Wherever he lived or worked, Toledo was his home base, his son, Peter, Jr., said, and he visited the Toledo stations periodically when he ran Storer.

"It's where the company started, and he was born there," his son said. "He always had a fond memory of Toledo and the time we spent there."

Storer Broadcasting - at first, the Fort Industry Co. - grew out of his father's purchase in 1927 of a low-watt radio station, WTAL, which went on the air in 1921. The call letters were changed to WSPD, because the family sold Speedene gasoline at their service stations, and the wattage was boosted.

Storer holdings later included WJBK radio and, later, television, in Detroit and, at the time of the elder Mr. Storer's death in 1975, stations in Atlanta, Milwaukee, Cleveland, San Diego, Boston, Los Angeles, Miami - the firm's headquarters city for years - and New York City.

WSPD-TV went on the air in 1948, the first television station in Toledo.

Mr. Storer spent his earliest years on Robinwood Avenue in the Old West End. The family later moved to Bloomfield Hills, Mich. Because he lived nearby, he attended school at Cranbrook, but not did not board there. He attended the University of Michigan and was a graduate of the University of Miami.

In 1960, Mr. Storer moved to New York and started Storer Television Sales, which worked to persuade national advertisers to buy ads on any combination of Storer stations.

In 1967, he became Storer Broadcasting executive vice president. He was named CEO after his father died and, eventually, chairman. He emphasized expansion, especially into cable television. The firm eventually held cable franchises with more than 500 communities in eight states and became Storer Communications. "He was very proud of the legacy that his father had turned over to him," his son said.

Mr. Storer was a former board member of the National Association of Broadcasters and was in a television management hall of fame. He retired after a leveraged buyout of the firm in 1986 by Kohlberg Kravis Roberts & Co. Storer then was the nation's fourth-largest multiple system cable operator with stock valued at $2 billion.

He was disappointed that the firm his father founded had been sold. "But he focused his energy in philanthropy," his son said. He became involved in the George B. Storer Foundation, which contributes to the YMCA Storer Camps, named for his grandfather, among other nonprofit causes.

He enjoyed fly-fishing and liked the West and the outdoors. His father had a Wyoming ranch for years, and he was a founding board member of the Wyoming Community Foundation and the Wyoming chapter of the Nature Conservancy. He was on the national board of Trout Unlimited.

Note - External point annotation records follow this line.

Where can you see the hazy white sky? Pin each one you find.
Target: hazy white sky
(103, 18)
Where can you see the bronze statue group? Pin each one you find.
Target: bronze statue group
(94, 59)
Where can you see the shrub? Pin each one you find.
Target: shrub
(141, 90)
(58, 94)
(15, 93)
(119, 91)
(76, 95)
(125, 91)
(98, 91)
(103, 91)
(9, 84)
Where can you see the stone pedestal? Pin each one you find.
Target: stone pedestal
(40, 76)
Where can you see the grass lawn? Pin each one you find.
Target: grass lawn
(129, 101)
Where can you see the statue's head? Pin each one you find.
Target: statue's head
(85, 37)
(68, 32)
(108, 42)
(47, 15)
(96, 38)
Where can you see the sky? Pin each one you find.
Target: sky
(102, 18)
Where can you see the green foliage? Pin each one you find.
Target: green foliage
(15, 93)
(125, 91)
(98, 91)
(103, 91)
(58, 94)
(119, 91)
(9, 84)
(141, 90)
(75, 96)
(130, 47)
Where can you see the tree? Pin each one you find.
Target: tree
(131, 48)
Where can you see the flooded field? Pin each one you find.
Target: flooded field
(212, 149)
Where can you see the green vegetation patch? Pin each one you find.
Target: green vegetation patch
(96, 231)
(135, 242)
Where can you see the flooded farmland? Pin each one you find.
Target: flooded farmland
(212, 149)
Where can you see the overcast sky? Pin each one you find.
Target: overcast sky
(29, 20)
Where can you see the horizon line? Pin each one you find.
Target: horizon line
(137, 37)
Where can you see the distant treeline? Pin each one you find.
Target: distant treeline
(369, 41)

"His wife, Ginny, was born in Miami and raised on the Keys and was an avid outdoorswoman," their son said. "The two of them, frankly, preferred to be out and about than in a corporate setting. They could have lived anywhere, but they chose to come back to his roots here in Saratoga and also had a house for years at Islamorada in the Keys."

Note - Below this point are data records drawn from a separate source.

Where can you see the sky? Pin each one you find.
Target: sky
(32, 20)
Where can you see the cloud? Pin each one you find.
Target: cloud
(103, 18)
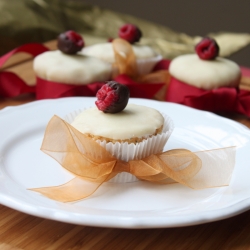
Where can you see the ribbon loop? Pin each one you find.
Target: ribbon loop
(92, 165)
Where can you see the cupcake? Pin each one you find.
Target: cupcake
(69, 67)
(145, 56)
(127, 131)
(205, 69)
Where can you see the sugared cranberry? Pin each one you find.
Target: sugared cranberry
(112, 97)
(70, 42)
(130, 33)
(207, 49)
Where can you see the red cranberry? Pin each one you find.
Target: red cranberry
(112, 97)
(207, 49)
(130, 33)
(70, 42)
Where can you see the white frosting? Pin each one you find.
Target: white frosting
(134, 121)
(205, 74)
(105, 52)
(71, 69)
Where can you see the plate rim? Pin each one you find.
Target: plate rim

He married the former Virginia "Ginny" Parker Oct. 19, 1951. She died Sept. 2, 2007.

Surviving are his son; Peter, Jr.; daughters, Leslie Smith, Elizabeth Storer, and Linda Anderson; brothers, Jim and Robert Storer; four granddaughters, and four stepgrandchildren.


Virginia Parker


Wyoming Tribune-Eagle (Cheyenne, WY)
September 6, 2007

Virginia Parker Storer, 77, of Saratoga died Sept. 2 at her home.

Ginny was born Feb. 14, 1930, in Miami but has been a resident of Wyoming since 1986. She was an avid outdoorswoman, an expert shot and an accomplished fly fisherman. She was a published author of articles on fishing. She was also active in the Saratoga community raising funds for the Saratoga Museum and the Arts Council. Ginny was a member of the Old Baldy Club.

Ginny is survived by her husband, Peter; her four children, Peter Storer Jr., Leslie Smith, Elizabeth Storer, and Linda Anderson, also of Saratoga. She also is survived by six grandchildren, Megan and Lindsay Smith, Kim and Kelly Storer, Jennifer Anderson (resident of Cheyenne) and Adrienne Anderson Reese who has two children, Jonah and Lucas.

Internment at the Saratoga Cemetery.